Shared ground
Proverbs 23:29–35 presents drunkenness as a recognizable pattern with predictable damage. The passage links heavy, extended drinking with misery, conflict, and visible bodily harm (bloodshot eyes, bruises). It also describes how intoxication distorts perception (“strange things”), twists inner speech/thought (“confusing things”), and makes a person unstable and unsafe—like someone lying in open water or high on ship rigging.
The text also highlights a progression: attraction (wine looks beautiful and goes down smoothly), then harm (like venom), then impaired judgment and numbness, and finally a relapse loop (“I can do it again… find another”). These are explicit observations the poem wants the listener to see.
Where interpretation differs
Some readers take “Don’t look at the wine…” (v.31) as a total ban on drinking. Others read it as a warning against fixation on wine’s seductive appeal—especially in the context of “staying long” and “seeking” stronger drink (vv.29–30). On that second reading, the target is not ordinary use but the captivated attention and pursuit that lead into the spiral described.
A smaller difference concerns “mixed wine” (v.30). It may mean wine strengthened or enhanced for potency, or simply carefully prepared wine. Either way, in context it signals intentional pursuit rather than incidental drinking.

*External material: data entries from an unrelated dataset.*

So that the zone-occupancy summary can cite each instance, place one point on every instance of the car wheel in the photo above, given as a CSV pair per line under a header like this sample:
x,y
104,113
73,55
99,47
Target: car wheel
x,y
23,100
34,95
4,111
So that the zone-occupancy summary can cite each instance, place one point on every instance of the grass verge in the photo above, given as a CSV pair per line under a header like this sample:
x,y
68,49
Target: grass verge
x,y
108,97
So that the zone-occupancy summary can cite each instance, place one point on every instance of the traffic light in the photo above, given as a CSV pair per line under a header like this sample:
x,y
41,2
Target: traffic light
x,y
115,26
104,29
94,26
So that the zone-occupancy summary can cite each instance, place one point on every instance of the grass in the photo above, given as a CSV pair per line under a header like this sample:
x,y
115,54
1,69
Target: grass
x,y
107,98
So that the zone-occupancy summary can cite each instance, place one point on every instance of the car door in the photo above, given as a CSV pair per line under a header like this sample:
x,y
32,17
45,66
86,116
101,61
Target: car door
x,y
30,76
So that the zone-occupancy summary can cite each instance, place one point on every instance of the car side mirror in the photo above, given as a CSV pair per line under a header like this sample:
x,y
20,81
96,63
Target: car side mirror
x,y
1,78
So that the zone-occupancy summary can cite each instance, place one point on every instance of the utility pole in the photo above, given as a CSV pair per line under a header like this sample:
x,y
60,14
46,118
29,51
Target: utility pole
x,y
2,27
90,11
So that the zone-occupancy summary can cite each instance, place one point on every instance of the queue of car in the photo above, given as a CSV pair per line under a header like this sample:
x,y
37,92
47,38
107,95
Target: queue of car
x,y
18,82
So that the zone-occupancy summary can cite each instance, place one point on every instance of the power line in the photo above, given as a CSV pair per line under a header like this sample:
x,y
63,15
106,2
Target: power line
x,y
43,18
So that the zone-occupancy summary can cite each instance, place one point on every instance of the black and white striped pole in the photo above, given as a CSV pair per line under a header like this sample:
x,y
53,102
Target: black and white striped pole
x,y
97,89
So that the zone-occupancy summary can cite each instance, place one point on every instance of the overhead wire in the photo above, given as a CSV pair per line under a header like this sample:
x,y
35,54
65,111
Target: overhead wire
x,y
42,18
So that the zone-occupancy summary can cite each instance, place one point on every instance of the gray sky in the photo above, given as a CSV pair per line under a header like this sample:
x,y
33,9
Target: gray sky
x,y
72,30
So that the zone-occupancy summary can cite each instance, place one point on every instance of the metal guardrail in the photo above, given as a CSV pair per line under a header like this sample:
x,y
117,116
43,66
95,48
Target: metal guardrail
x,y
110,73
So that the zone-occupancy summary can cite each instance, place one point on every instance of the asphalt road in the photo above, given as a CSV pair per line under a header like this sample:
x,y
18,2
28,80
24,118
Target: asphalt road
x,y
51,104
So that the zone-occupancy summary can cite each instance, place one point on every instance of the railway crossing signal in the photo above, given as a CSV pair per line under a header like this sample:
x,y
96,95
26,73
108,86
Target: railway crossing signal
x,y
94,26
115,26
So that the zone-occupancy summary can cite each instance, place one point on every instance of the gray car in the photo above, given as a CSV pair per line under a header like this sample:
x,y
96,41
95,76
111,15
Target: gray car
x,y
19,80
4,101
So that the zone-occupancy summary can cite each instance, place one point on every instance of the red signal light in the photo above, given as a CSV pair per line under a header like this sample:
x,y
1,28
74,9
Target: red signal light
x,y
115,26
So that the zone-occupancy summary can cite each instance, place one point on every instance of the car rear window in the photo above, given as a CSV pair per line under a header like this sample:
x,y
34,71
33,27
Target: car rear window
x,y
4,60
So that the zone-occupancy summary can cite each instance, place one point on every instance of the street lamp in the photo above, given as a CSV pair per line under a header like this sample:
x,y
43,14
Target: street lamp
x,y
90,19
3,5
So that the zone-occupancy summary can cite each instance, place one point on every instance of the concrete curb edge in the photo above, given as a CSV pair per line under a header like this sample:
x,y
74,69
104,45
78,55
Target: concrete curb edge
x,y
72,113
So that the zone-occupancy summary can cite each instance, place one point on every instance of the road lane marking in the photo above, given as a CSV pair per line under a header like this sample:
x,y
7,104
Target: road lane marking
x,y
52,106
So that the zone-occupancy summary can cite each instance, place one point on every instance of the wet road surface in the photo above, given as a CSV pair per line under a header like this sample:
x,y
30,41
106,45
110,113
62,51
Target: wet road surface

Why the disagreement exists
The language “don’t look” can sound absolute when taken alone, but the surrounding lines repeatedly narrow the focus to those who linger, seek stronger drink, and end in the described symptoms. The poem is also highly pictorial, so some phrases (sea/rigging; snake/viper) can be read either as literal effects (nausea, injury) or as vivid metaphors for danger and loss of control.
What this passage clearly contributes
This unit contributes a wisdom-based moral psychology of addiction-like behavior: attention is captured by what looks harmless and pleasant; the harm appears later; intoxication alters what a person sees and says; pain is dulled; and the person becomes prone to repeating the pattern despite consequences. It portrays drunkenness not mainly as a private preference but as a force that reshapes perception, relationships (strife/complaints), and physical safety.